Le Club a organisé une visite guidée du palais de l’Ajuda intitulée “La vie quotidienne à la table royale”, au cours de laquelle nous avons pu découvrir, pour la première fois, comment s’organisaient les repas du roi Louis Ier et de la reine Maria Pia et de leur entourage le plus proche, à travers une évocation des espaces de service longtemps inaccessibles, tels que les cuisines, la réserve de beurre, les débarras et l’office, au cours d’un parcours reliant la salle à manger, où est reconstituée la somptueuse décoration d’origine, à la salle de lavage de la vaisselle.
La vaisselle en argent de la Maison Veyrat, connue sous le nom de “vaisselle de mariage”, qui compte aujourd’hui deux cent soixante et une pièces, aurait été rapportée d’Italie par la reine Marie Pia lors de son mariage avec le roi Louis Ier, en 1862. La pièce maîtresse de cet ensemble, remise par la souveraine elle-même à la Banque du Portugal au début du XXe siècle en garantie des emprunts bancaires qu’elle avait contractés, fut vendue lors de la célèbre vente aux enchères des bijoux et de l’argenterie ayant appartenu à la défunte reine Maria Pia, en 1912, alors que la République était déjà en place. Son sort est resté inconnu jusqu’en décembre 2014, date à laquelle il est réapparu sur le marché des antiquités et a été acquis par la Direction générale du patrimoine culturel.

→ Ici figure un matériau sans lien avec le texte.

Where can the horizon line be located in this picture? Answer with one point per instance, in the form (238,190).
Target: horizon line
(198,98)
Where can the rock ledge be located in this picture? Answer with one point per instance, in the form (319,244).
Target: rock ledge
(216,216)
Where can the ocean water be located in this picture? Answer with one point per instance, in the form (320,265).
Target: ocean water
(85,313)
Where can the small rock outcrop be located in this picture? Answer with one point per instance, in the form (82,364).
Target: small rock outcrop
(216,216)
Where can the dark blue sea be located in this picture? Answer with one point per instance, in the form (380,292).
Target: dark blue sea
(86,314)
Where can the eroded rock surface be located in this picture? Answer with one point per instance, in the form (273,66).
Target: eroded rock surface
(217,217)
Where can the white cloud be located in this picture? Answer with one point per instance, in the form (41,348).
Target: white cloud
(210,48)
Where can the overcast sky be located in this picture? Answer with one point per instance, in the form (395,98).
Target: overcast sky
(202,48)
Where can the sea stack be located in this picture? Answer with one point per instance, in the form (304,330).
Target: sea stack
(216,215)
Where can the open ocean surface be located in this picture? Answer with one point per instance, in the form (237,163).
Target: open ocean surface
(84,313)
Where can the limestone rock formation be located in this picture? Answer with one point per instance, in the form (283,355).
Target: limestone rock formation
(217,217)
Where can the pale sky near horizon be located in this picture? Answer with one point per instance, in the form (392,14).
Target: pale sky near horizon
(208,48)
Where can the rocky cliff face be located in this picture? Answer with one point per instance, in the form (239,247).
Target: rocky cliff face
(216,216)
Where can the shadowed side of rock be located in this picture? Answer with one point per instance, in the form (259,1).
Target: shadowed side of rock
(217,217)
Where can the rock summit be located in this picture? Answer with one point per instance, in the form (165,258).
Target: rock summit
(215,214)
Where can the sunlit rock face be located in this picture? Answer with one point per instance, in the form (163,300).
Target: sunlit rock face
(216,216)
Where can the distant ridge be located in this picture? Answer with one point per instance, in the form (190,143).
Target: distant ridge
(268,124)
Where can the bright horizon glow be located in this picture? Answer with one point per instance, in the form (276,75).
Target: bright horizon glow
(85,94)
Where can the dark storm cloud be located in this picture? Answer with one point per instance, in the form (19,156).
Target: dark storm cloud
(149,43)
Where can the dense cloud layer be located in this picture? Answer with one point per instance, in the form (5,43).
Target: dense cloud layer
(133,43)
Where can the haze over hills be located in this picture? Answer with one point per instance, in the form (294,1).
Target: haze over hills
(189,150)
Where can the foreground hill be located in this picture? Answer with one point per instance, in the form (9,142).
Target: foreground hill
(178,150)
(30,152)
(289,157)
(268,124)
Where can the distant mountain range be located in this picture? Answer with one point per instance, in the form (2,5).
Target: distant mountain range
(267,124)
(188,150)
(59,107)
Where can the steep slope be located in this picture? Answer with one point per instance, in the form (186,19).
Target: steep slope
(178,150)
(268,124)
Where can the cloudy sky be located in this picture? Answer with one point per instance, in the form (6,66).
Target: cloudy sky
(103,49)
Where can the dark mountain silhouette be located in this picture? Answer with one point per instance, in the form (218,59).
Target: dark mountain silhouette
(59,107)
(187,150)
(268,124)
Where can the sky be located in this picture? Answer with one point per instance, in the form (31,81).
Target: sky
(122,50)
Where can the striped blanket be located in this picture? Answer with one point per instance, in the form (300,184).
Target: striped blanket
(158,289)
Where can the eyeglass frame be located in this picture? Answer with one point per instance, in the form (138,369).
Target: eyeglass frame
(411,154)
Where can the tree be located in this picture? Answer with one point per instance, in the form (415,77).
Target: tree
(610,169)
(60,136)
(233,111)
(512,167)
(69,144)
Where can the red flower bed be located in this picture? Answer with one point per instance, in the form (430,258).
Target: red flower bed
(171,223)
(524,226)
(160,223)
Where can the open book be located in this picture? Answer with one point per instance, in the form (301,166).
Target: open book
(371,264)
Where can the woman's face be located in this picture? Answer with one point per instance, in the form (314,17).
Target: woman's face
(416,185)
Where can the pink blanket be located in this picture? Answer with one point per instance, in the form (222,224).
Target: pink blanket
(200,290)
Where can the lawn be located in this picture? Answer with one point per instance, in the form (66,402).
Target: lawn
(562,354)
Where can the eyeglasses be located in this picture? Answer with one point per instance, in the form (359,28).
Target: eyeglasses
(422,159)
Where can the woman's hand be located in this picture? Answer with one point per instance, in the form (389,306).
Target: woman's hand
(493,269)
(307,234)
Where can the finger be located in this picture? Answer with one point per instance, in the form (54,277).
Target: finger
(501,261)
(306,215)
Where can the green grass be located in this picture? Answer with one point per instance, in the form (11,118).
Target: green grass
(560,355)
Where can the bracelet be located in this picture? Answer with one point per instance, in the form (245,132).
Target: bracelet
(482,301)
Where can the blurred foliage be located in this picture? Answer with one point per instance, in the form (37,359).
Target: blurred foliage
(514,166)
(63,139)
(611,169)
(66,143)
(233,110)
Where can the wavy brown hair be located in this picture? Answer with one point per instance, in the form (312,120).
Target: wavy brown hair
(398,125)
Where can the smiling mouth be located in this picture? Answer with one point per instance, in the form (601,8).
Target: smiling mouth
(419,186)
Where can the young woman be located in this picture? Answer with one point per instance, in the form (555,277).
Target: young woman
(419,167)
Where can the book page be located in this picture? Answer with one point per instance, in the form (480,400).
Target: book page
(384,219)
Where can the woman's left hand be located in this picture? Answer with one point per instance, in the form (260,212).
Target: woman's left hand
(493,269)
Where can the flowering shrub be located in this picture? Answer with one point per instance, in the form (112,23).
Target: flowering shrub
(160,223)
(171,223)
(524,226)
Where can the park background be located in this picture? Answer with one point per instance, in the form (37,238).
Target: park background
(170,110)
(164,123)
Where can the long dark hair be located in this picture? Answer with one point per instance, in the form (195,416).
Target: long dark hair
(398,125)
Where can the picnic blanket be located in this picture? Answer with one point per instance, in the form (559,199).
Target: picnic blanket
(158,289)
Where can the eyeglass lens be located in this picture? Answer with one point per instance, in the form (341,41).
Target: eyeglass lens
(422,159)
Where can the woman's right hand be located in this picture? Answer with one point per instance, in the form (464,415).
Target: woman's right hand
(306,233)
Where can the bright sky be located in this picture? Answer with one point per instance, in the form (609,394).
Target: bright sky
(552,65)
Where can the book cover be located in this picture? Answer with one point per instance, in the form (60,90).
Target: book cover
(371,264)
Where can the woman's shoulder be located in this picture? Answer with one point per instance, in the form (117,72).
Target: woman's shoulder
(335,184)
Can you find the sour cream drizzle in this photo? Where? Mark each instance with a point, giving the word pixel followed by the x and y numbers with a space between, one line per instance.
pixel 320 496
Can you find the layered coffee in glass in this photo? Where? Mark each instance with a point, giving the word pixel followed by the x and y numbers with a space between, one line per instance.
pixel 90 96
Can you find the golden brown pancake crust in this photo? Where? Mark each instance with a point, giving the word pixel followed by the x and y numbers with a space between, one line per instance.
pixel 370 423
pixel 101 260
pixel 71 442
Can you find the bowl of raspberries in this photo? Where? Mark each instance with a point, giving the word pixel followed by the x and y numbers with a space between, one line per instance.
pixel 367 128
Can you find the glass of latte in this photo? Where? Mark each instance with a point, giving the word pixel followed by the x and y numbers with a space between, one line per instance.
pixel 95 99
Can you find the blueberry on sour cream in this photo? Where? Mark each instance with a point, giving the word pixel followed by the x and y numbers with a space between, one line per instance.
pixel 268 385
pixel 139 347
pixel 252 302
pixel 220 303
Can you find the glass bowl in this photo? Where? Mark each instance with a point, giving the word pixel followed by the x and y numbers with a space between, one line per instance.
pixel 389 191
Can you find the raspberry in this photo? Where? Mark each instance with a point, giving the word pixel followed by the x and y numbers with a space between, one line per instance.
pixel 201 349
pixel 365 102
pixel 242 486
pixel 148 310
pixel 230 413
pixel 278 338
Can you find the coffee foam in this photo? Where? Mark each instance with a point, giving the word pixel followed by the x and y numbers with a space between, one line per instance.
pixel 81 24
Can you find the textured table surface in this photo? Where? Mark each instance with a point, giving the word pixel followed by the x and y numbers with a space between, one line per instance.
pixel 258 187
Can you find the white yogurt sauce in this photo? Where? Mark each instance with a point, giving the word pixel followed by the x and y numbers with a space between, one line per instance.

Cette salle, œuvre de Leandro Braga, datant des années 1880, présente une décoration néo-Renaissance et des ornements en bois de châtaignier intégrant des fragments de sculptures des XVIe et XVIIe siècles.


Chaque jour, s’asseyaient à la table d’apparat : le roi, la reine, l’infant Afonso, les dignitaires de service et, parfois, des invités. À partir de la seconde moitié du XIXe siècle, le service à la russe fut adopté à la cour, remplaçant le service à la française pratiqué auparavant.


Certains des services de table et des articles de table utilisés, ainsi que les livraisons destinées à d’autres palais, étaient contrôlés quotidiennement par le responsable et le magasinier – fonctions occupées pendant des années par António Duarte et Narcizo António de Souza.


Avec le service à la russe, les menus deviennent indispensables. Rédigés en français, ils sont généralement encadrés d’un dessin ou d’une aquarelle, ce qui permet de découvrir les habitudes alimentaires de la famille royale, en présentant non seulement les plats, mais aussi l’ordre dans lequel ils sont servis.


Les ustensiles en cuivre et en laiton, qu’il s’agisse d’ustensiles de cuisine, de pâtisserie ou de confiserie, ou encore d’ustensiles de service, constituent un témoignage matériel important de la cuisine du XIXe siècle. Ils reflètent le quotidien du service à table et les pratiques de la Maison royale. À l’époque, les cuisines se trouvaient dans l’aile nord du palais.


C’est ici que se trouvait la grande salle de lavage. Après chaque repas, la vaisselle apportée à la table d’apparat était ensuite ramenée ici pour être lavée, comptée et rangée. C’était un lieu où l’on accordait une grande attention et un soin particulier, où l’on répertoriait les pièces en mauvais état ou celles qui ne devaient plus être utilisées.


Les cérémonies organisées dans d’autres palais mobilisaient des centaines de pièces de vaisselle, de linge de table et d’articles de table. L’emballage (dans les grandes caisses en bois que l’on peut voir sur la photo) et l’expédition incombaient aux équipes du responsable des tables d’apparat, notamment aux porteurs de caisses.
La reine Maria Pia aimait prendre ses repas en plein air, à la campagne ou à la plage, entre amis. Le personnel transportait le matériel de pique-nique – tables et chaises pliantes ainsi que des tentes – jusqu’à la forêt de Penha Longa, la plage d’Adraga ou à la campagne, toujours dans le confort et le respect des convenances. Dans des lieux sauvages, parfois isolés, au milieu du brouillard ou sur le sable, tout était contrôlé avec rigueur – le majordome veillait à ce que rien ne soit oublié.